Abstract

The California Public Employee Retirement System (CalPERS) asserts ‘Our activism creates significant value for our members and all shareholders’. As evidence for this claim, CalPERS cites Anson et al. (‘The Shareholder Wealth Effects of CalPERS' Focus List’, Journal of Applied Corporate Finance, 15, 8–17, 2003), who show that positive excess (abnormal) returns from focus list firms average about 12 per cent for the 90 days following targetings between 1992 and 2001. In a follow-up study, Anson et al. (‘Good Corporate Governance Works: More Evidence from CalPERS’, Journal of Asset Management, 5, 149–56, 2004) show excess returns of 59 per cent for the 365 trading days following CalPERS' targeting.
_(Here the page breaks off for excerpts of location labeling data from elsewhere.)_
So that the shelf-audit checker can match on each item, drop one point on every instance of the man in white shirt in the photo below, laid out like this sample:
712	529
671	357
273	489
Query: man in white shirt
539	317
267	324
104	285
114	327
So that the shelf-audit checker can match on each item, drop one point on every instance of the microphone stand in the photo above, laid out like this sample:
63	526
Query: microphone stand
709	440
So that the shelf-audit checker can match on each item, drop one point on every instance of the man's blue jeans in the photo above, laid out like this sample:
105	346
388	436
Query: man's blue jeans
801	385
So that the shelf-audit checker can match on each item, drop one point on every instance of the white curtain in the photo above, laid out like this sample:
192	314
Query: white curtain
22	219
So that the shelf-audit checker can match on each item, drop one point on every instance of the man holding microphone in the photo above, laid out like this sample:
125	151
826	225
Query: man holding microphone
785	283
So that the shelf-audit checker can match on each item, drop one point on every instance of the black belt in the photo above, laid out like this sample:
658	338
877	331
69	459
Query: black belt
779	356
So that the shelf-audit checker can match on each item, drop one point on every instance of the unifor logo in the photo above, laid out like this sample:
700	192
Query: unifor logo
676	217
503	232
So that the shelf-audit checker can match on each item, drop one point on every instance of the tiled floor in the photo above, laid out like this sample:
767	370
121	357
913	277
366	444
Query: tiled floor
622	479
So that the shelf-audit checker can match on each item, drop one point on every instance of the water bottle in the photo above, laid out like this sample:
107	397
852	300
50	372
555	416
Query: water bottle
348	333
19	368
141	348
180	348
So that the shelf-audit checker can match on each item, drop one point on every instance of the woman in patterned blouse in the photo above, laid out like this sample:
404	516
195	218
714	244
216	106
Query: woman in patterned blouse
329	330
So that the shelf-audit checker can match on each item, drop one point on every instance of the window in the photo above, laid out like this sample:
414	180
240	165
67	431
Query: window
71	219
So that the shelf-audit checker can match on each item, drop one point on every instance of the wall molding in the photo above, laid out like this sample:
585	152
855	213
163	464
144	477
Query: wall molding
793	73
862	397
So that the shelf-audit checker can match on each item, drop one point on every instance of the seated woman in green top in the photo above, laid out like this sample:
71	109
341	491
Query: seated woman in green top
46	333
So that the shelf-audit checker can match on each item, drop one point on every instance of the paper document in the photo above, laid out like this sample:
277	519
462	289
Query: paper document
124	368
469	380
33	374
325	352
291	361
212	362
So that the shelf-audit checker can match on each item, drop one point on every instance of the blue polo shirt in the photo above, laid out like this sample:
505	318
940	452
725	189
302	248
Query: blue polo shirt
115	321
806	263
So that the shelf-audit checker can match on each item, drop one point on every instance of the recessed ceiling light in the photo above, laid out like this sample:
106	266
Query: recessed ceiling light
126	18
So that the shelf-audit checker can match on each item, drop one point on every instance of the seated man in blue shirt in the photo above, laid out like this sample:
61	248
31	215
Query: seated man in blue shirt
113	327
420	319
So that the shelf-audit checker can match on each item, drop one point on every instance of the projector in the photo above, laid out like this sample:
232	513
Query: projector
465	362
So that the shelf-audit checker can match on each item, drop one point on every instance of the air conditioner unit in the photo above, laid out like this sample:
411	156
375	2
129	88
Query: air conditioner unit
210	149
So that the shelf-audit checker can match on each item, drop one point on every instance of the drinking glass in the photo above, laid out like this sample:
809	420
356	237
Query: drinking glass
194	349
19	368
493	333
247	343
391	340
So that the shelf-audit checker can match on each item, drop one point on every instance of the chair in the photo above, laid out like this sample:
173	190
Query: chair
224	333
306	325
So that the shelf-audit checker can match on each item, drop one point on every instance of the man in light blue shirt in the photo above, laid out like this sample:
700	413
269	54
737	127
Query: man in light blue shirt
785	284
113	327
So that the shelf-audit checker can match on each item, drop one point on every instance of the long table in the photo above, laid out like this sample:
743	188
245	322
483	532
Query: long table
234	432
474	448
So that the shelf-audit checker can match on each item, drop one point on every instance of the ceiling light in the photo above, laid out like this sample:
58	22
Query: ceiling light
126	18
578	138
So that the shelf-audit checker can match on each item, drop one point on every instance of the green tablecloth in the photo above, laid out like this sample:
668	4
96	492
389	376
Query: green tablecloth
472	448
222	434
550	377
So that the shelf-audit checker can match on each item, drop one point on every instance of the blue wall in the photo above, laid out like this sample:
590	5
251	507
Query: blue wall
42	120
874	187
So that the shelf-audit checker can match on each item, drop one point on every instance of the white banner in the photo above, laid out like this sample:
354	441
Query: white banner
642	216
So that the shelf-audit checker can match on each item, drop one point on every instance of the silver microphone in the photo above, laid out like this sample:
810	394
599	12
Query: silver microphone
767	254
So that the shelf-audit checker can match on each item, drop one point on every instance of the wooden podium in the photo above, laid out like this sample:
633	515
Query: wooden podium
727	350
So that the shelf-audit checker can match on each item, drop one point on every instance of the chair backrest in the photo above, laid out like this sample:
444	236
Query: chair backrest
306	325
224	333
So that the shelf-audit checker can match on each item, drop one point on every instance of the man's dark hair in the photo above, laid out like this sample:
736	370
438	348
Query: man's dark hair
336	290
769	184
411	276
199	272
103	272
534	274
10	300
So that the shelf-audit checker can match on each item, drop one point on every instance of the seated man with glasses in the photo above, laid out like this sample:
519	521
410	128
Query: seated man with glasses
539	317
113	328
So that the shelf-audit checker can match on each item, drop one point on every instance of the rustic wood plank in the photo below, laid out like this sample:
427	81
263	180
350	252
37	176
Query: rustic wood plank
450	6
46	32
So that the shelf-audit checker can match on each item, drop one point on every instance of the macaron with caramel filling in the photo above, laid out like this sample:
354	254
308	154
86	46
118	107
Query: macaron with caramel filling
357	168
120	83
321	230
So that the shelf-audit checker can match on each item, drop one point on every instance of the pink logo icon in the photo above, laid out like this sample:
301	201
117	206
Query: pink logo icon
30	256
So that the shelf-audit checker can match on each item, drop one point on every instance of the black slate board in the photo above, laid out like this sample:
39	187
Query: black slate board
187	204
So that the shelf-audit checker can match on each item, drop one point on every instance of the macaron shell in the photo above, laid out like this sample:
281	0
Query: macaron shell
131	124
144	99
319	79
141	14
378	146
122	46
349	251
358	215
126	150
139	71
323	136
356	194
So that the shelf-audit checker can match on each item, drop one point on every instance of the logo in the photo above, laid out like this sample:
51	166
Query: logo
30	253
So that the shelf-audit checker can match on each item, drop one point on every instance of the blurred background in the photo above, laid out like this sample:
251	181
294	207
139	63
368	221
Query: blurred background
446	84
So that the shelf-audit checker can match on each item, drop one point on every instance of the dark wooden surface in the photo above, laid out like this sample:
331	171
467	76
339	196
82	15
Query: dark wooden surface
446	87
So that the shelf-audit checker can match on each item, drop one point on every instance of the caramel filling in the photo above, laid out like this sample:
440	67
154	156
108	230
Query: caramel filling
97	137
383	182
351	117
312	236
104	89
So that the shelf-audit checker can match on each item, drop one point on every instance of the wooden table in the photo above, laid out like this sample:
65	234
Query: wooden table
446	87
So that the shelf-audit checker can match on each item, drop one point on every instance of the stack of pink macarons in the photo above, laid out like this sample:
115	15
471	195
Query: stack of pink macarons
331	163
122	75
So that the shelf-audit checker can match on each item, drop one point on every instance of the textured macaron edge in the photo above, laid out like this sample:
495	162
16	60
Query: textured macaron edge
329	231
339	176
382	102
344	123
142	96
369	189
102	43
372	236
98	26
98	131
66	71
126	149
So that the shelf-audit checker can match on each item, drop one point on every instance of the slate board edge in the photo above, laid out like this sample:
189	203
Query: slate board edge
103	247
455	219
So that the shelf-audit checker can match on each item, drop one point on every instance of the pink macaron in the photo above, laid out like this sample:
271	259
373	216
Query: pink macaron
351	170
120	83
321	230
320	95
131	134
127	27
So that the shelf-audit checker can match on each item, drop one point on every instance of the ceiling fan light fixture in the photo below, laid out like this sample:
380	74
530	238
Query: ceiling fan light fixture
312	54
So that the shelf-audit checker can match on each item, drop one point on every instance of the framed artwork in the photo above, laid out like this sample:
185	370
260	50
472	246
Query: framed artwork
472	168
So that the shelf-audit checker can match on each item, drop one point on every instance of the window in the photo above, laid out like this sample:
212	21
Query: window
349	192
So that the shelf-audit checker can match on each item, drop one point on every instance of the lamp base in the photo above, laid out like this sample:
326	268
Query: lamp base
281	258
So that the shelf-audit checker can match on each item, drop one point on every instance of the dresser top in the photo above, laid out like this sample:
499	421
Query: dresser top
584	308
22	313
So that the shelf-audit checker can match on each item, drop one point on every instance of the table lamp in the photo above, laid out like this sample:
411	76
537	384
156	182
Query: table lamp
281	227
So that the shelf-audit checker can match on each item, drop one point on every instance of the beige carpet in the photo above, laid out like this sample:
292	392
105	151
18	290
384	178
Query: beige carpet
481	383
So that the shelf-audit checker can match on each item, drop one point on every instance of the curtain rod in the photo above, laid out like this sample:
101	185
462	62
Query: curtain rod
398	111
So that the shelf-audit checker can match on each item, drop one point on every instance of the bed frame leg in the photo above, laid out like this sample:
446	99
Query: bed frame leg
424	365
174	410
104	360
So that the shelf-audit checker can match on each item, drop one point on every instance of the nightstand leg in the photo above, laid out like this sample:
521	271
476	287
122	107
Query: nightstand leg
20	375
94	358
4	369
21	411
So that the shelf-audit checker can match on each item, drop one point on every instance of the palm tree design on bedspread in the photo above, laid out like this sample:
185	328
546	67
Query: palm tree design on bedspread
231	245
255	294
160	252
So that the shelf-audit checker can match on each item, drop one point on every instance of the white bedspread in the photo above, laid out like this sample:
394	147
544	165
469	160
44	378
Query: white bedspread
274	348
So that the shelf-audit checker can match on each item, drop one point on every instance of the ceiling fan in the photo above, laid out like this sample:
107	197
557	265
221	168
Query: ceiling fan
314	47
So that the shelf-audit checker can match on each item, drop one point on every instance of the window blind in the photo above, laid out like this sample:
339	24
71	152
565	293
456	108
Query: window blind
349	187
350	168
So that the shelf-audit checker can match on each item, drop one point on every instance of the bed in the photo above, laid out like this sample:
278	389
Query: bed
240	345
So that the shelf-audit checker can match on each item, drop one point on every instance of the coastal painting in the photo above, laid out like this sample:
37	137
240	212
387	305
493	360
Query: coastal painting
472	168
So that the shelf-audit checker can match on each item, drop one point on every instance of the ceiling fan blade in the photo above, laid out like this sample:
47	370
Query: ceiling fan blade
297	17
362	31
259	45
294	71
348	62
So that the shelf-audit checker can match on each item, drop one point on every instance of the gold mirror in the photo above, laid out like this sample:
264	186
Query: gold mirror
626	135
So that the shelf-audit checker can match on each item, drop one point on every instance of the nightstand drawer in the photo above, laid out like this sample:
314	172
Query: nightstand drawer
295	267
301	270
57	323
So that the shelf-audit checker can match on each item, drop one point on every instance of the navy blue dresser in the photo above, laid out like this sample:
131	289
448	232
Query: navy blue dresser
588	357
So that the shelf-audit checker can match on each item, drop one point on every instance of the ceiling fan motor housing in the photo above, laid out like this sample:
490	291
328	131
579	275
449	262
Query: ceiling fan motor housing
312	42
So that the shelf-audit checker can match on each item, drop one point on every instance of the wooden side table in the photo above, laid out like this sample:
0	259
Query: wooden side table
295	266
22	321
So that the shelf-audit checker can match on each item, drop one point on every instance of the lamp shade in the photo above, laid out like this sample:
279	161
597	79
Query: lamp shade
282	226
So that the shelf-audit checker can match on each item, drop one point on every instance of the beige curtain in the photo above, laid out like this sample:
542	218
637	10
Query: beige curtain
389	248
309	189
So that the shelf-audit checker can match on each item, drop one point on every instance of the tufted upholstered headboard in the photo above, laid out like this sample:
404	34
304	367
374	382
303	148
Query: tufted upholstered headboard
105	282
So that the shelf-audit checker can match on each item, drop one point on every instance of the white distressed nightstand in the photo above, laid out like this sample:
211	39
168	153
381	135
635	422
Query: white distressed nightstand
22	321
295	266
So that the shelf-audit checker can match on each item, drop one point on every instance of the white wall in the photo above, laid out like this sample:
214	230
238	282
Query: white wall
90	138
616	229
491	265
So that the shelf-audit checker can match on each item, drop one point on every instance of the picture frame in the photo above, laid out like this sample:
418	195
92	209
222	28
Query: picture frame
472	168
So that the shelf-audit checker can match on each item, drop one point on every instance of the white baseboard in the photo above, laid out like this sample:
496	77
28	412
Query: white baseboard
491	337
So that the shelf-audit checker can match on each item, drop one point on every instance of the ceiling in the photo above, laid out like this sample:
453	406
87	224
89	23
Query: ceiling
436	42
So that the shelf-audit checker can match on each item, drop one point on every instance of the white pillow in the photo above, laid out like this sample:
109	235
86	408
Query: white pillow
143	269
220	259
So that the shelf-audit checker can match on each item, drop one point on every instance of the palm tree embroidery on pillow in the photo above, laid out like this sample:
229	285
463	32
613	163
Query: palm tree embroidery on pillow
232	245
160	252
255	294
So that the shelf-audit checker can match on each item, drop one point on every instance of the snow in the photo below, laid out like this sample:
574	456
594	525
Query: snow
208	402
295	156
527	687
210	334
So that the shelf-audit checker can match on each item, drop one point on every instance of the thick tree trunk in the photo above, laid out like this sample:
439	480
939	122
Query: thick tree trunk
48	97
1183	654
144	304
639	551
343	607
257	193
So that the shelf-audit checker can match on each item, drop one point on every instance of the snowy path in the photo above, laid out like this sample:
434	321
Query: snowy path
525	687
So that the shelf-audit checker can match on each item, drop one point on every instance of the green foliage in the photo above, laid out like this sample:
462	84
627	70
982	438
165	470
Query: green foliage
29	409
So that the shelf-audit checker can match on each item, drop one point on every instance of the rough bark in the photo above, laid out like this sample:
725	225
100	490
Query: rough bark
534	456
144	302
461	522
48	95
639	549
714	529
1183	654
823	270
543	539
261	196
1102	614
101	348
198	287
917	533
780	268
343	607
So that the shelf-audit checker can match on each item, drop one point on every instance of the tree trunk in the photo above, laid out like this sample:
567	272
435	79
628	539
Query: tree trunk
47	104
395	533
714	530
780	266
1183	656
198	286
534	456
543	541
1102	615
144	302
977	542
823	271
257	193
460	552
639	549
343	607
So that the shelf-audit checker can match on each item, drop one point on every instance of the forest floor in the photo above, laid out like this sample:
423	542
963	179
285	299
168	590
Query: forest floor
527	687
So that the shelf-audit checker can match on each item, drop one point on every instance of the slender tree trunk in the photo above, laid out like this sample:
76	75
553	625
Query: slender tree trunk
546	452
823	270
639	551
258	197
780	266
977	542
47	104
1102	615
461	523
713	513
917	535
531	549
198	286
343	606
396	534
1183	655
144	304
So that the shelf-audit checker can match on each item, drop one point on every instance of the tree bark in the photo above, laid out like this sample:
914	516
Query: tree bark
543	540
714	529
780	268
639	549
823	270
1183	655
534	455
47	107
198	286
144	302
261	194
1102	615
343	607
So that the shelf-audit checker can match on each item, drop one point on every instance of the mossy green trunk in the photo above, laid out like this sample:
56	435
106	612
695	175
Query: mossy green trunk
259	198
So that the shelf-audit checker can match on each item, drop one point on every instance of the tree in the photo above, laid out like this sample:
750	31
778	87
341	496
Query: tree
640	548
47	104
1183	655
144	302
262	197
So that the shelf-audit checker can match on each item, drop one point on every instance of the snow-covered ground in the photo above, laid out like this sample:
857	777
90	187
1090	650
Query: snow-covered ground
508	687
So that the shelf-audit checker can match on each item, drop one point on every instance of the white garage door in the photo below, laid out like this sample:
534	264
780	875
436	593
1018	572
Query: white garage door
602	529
This study finds that their results are driven by a significant bias in their market model alphas caused by estimation during periods of known underperformance and compounded over unnecessarily long event windows. When their analysis is repeated using parameters estimated post-event, no evidence of significant abnormal returns attributable to CalPERS activism is found. When shorter event windows immediately surrounding the announcement of the CalPERS focus lists are examined, no evidence that the market values CalPERS activism is found. Contrary to the results of Anson et al. (2003, 2004), after addressing various methodological concerns, this study finds no evidence of any shareholder wealth effects attributable to CalPERS activism.